Described below are a method and device for recognizing a state of a noise-generating machine to be investigated, which emits structure-borne or air-borne sound.
Machines execute movements, during the course of which oscillation signals, in particular acoustic oscillation signals, are generated. The oscillation signals generated by a machine, a system or an electromechanical device allow conclusions to be drawn about its respective current state, which can change for example due to wear phenomena. For example a machine or device generates different oscillation signals after several years of use due to wear phenomena from those it generates immediately after production. As well as machines chemical systems can also produce noise signals, for example due to gas bubbles in containers or pipes. The ageing or wear of systems, machines and devices causes changes to the oscillation signals generated, in particular the acoustic emissions. The oscillation signals generated by a machine, system or device, in particular the acoustic noise signals, are not only a function of wear but also of the type of structure. Machines, systems and devices frequently feature different product types or models within a product group. For example a company can manufacture different variants of water or heating pumps, the generated noise signals of which differ. Also the objects manufactured within the product groups or product variants also have manufacturing tolerances, so that different products or objects can emit different noise signals due to manufacturing tolerances. In addition to ageing and loading influences as well as manufacturing tolerances the spatial properties of the environment in which the device or system is located also influence the noise signals or acoustic emissions emitted by the device or system.
With known methods for recognizing a state of a noise-generating machine to be investigated a plurality of recordings are made at a manufactured prototype, in order to generate a model of the respective noise-generating machine or system. A plurality of recordings, in particular sound recordings, which take into account different influencing variables, are made in a training process. For example acoustic noise signals emitted by a prototype are recorded in different weather conditions and with different loadings at different times. To take different influencing variables into account, a plurality of recordings must be made. Model generation based on the prototype becomes more complex, the more different variants of the product there are. The training data is used to generate a statistical model or a physical model of the object or product, which can then be used to classify a noise signal, which is emitted by a manufactured product during ongoing operation after commissioning. An operating state of a product can be monitored based on the classification of the noise signal, so that any error states occurring and thus the need for maintenance work can be recognized.
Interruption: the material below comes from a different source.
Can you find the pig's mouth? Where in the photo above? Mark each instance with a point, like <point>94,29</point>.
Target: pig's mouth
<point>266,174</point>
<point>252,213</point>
One disadvantage of a known procedure is that the noise signals or acoustic emissions emitted by a manufactured product can differ or deviate from the noise signals of the prototype even in a normal or error-free state. One reason for this may be that the manufactured product, which can be a machine, device or system for example, is in a different environment from that of the prototype when the training data was recorded. The useful signal, in other words the acoustic emissions of the object to be investigated, is therefore overlaid with ambient noise in the manner of an interference signal. For example the training data can be recorded at a prototype in a space with little reverberation, while the object to be investigated, perhaps a manufacturing machine, is located in a factory, where acoustic signals are reflected to a significant degree. The product or system to be investigated can also have a different acoustic emission spectrum from the prototype due to manufacturing tolerances or a different configuration.